Die Debatte über die Unabhängigkeit unter jungen Katalaninnen und Katalanen

Katalanische Entscheidung

Die spanische Regierung will das für den 1. Oktober geplante Unabhängigkeitsreferendum in Katalonien um jeden Preis verhindern. Die Unabhängigkeitsbefürworter halten an ihrem Vorhaben fest. Junge Menschen in Barcelona verbinden mit der Unabhängigkeitsdebatte verschiedene Hoffnungen.

Die Rufe der Demonstrierenden auf der diesjährigen Großdemonstration am 11. September, dem Nationalfeiertag Kataloniens, waren eindeutig: »Wir haben keine Angst«, »Wir werden abstimmen«. Rund 800 000 Menschen haben Behördenangaben zufolge in Barcelona für die katalanische Unabhängigkeit demonstriert, auf den Straßen war kein Durchkommen mehr. Bereits damals zeichnete sich ab, dass der Konflikt eskalieren könnte. Die spanische Regierung zeigt sich entschlossen, das für den 1. Oktober geplante Referendum mit allen Mitteln zu verhindern, um »die Demokratie im Interesse aller Spanier zu verteidigen«, wie Ministerpräsident Mariano Rajoy sagte.

Vergangene Woche wurden 700 katalanische Bürgermeister vorgeladen, weil sie Wahllokale zur Verfügung stellen. Gegen die katalanische Regierung, die Parlamentspräsidentin und weitere Abgeordnete wird ebenfalls strafrechtlich ermittelt. Hunderte Polizisten der paramilitärischen Guardia Civil wurden nach Katalonien versetzt.

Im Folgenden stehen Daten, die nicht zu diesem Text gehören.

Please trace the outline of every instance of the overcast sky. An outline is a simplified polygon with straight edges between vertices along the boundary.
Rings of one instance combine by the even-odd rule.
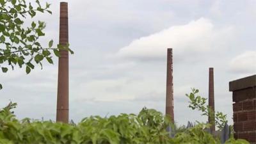
[[[42,40],[58,42],[60,1]],[[175,120],[206,122],[188,108],[190,88],[208,97],[214,68],[215,109],[232,124],[228,82],[256,74],[256,1],[73,0],[68,2],[70,119],[138,113],[143,107],[164,113],[166,49],[173,48]],[[58,60],[29,75],[0,73],[0,106],[18,103],[19,118],[56,119]]]

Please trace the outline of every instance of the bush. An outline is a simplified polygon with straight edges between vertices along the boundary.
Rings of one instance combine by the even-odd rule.
[[[209,125],[204,124],[169,138],[170,120],[154,109],[143,108],[138,115],[90,116],[76,125],[18,120],[11,111],[16,106],[10,102],[0,111],[0,143],[220,143],[204,131]],[[248,143],[232,139],[227,143]]]

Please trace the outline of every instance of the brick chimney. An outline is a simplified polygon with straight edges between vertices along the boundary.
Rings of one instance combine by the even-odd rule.
[[[232,92],[234,136],[256,143],[256,75],[229,82]]]
[[[167,49],[166,104],[165,114],[174,122],[172,49]]]
[[[60,3],[60,44],[68,43],[68,3]],[[68,52],[60,51],[58,76],[56,121],[68,123]]]
[[[210,118],[210,115],[208,117],[209,123],[211,124],[212,125],[210,127],[210,131],[211,133],[215,132],[215,113],[214,113],[214,74],[213,68],[211,67],[209,68],[209,106],[212,111],[212,118]]]

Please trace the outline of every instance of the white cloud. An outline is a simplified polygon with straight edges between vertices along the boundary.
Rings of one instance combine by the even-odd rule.
[[[230,63],[230,70],[239,74],[255,74],[256,72],[256,51],[246,51]]]
[[[161,58],[168,47],[173,47],[179,56],[212,52],[227,47],[227,42],[231,39],[233,32],[232,27],[217,29],[210,20],[200,18],[134,40],[120,49],[117,56],[140,60]]]

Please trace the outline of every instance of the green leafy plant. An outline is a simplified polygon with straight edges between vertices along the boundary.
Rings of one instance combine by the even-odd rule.
[[[18,65],[24,67],[29,74],[35,64],[42,68],[44,60],[52,64],[52,52],[57,56],[60,56],[60,50],[73,53],[68,45],[52,47],[52,40],[46,47],[42,45],[39,40],[45,35],[45,23],[33,19],[38,12],[52,12],[49,10],[50,4],[46,3],[43,6],[38,0],[35,3],[33,6],[25,0],[0,0],[0,69],[4,73]],[[24,20],[28,20],[29,16],[32,21],[27,26]],[[0,89],[2,88],[0,84]]]
[[[186,94],[190,100],[189,108],[201,111],[203,116],[210,116],[210,118],[215,119],[215,124],[219,129],[223,128],[225,124],[227,123],[227,115],[217,111],[214,115],[215,113],[205,104],[207,99],[200,96],[198,93],[198,90],[192,88],[192,92],[189,95]]]
[[[91,116],[77,124],[52,121],[19,120],[10,102],[0,110],[0,143],[220,143],[205,131],[209,124],[198,123],[195,127],[178,132],[171,138],[166,131],[170,120],[163,114],[144,108],[138,115],[120,114],[100,117]],[[232,138],[226,143],[248,144]]]

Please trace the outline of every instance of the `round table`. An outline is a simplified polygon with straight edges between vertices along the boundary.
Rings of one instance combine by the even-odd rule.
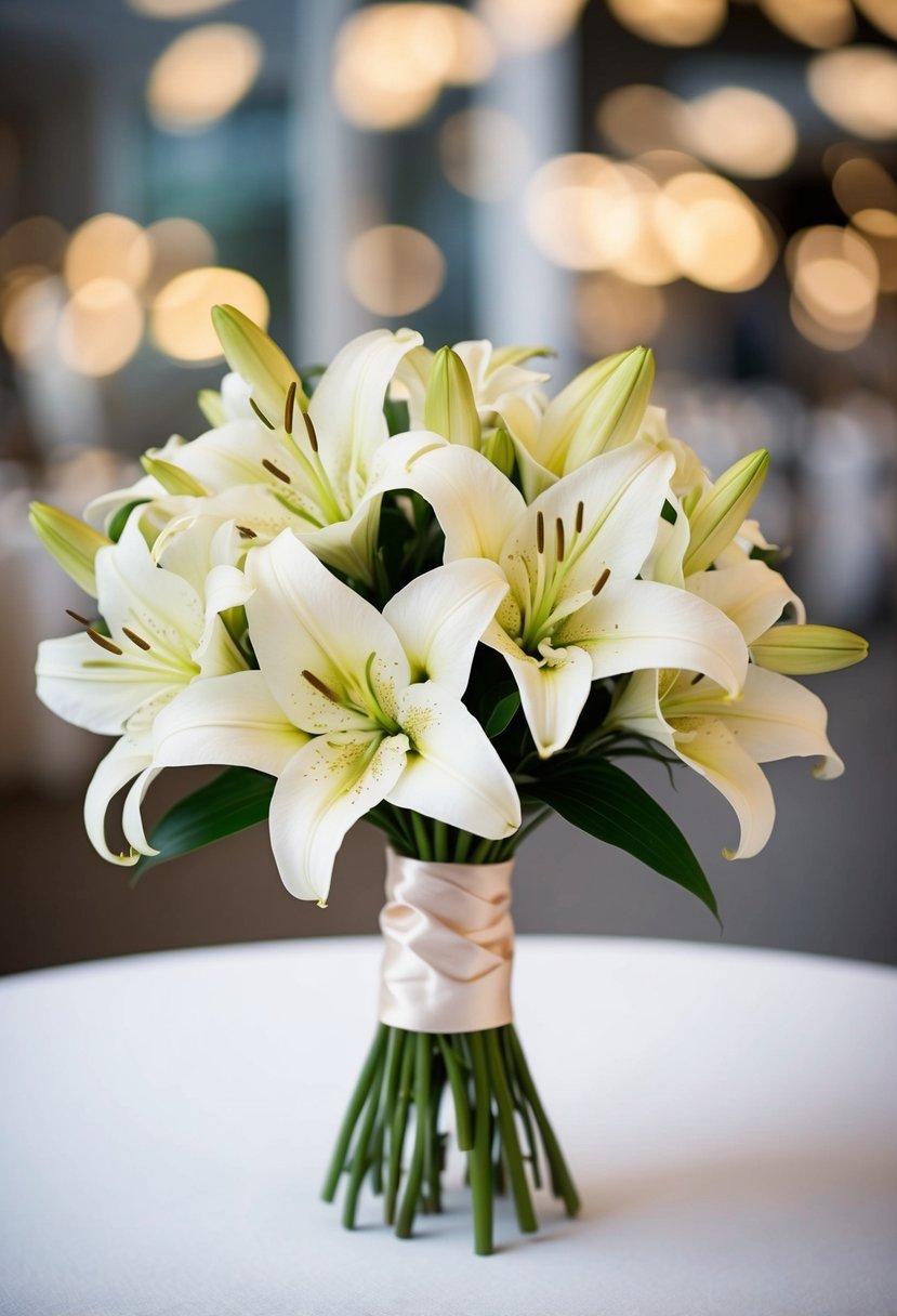
[[[460,1163],[399,1241],[318,1200],[379,945],[172,951],[0,983],[4,1316],[897,1312],[897,974],[522,937],[518,1029],[583,1196],[497,1212]]]

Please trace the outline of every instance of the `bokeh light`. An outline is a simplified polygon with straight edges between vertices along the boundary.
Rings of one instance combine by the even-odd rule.
[[[249,274],[209,266],[175,275],[153,301],[150,336],[155,346],[175,361],[200,362],[221,358],[221,345],[212,326],[212,307],[228,303],[266,329],[268,299]]]
[[[426,233],[401,224],[366,229],[349,243],[346,283],[367,311],[405,316],[439,295],[446,261]]]
[[[150,114],[167,132],[208,128],[239,104],[260,67],[262,42],[249,28],[191,28],[153,66],[146,84]]]
[[[120,279],[91,279],[74,292],[59,317],[59,354],[82,375],[121,370],[143,337],[143,309]]]

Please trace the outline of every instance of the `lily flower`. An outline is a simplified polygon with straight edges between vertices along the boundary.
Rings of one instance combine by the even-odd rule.
[[[783,578],[763,562],[746,562],[692,578],[689,591],[725,612],[754,646],[779,620],[787,604],[802,615],[800,600]],[[775,628],[777,629],[801,629]],[[825,704],[814,694],[775,671],[751,663],[744,690],[727,699],[712,679],[676,670],[637,671],[622,688],[605,722],[666,745],[700,772],[731,804],[740,826],[729,859],[756,854],[775,822],[772,790],[760,763],[794,755],[819,759],[814,775],[839,776],[844,765],[826,734]]]
[[[146,846],[137,805],[151,779],[153,721],[199,678],[246,667],[218,611],[231,603],[221,576],[237,546],[233,526],[218,530],[208,554],[192,551],[203,586],[158,567],[132,516],[118,544],[95,558],[97,603],[105,628],[85,622],[80,634],[38,646],[37,694],[54,713],[101,736],[120,736],[101,761],[84,800],[84,822],[95,849],[113,863],[135,863]],[[205,557],[205,561],[203,558]],[[226,579],[226,578],[225,578]],[[78,619],[84,621],[84,619]],[[105,838],[113,796],[137,778],[124,812],[129,854],[114,854]]]
[[[508,595],[483,641],[520,688],[542,758],[563,749],[593,680],[641,667],[685,667],[740,690],[747,650],[718,608],[638,580],[668,492],[673,458],[646,443],[593,458],[527,507],[484,457],[431,450],[406,486],[431,504],[446,562],[487,558]]]
[[[322,561],[370,584],[388,471],[433,442],[430,434],[387,442],[383,415],[387,386],[421,336],[410,329],[362,334],[337,354],[309,401],[284,354],[250,320],[217,307],[214,324],[249,390],[251,415],[234,407],[235,418],[192,442],[175,437],[150,450],[145,465],[158,494],[203,497],[203,515],[237,520],[251,532],[253,546],[289,528]],[[103,500],[101,513],[145,494],[142,483],[120,491]],[[96,516],[99,509],[88,511]],[[162,545],[196,513],[185,504],[172,516]]]
[[[259,671],[185,691],[157,720],[154,766],[276,775],[271,844],[295,896],[326,903],[343,836],[384,800],[496,840],[520,826],[514,784],[460,699],[508,588],[496,567],[437,567],[377,612],[287,532],[246,575]]]

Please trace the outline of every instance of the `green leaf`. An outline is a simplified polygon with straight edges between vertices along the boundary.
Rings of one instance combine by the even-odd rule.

Am Mittwochmorgen vergangener Woche durchsuchten sie diverse Ministerien der katalanischen Regierung und nahmen mehrere Mitarbeiter fest. Zudem wurden fast zehn Millionen Stimmzettel beschlagnahmt. Auch Druckereien, Zeitungsredaktionen und Kurierdienste wurden nach Werbematerial für das Referendum durchsucht. Fernseh- und Radiosender dürfen keine Informationen zur Abstimmung schalten. Die Justiz hat die institutionelle Website zum Referendum gesperrt. Die spanische Zentralregierung will die Kontrolle über die Finanzen Kataloniens übernehmen, damit »kein Euro für das illegale Referendum ausgegeben wird«, wie der spanische Finanzminister Cristóbal Montoro betonte. Lokalen Medien zufolge kommt dies einer Anwendung des Verfassungsartikels 155 gleich, der eine Aussetzung der Selbstverwaltung der Region bei schweren Verstößen gegen die allgemeinen Interessen Spaniens vorsieht. Die spanische Regierung will am 1. Oktober notfalls das Licht in den Wahllokalen ausschalten.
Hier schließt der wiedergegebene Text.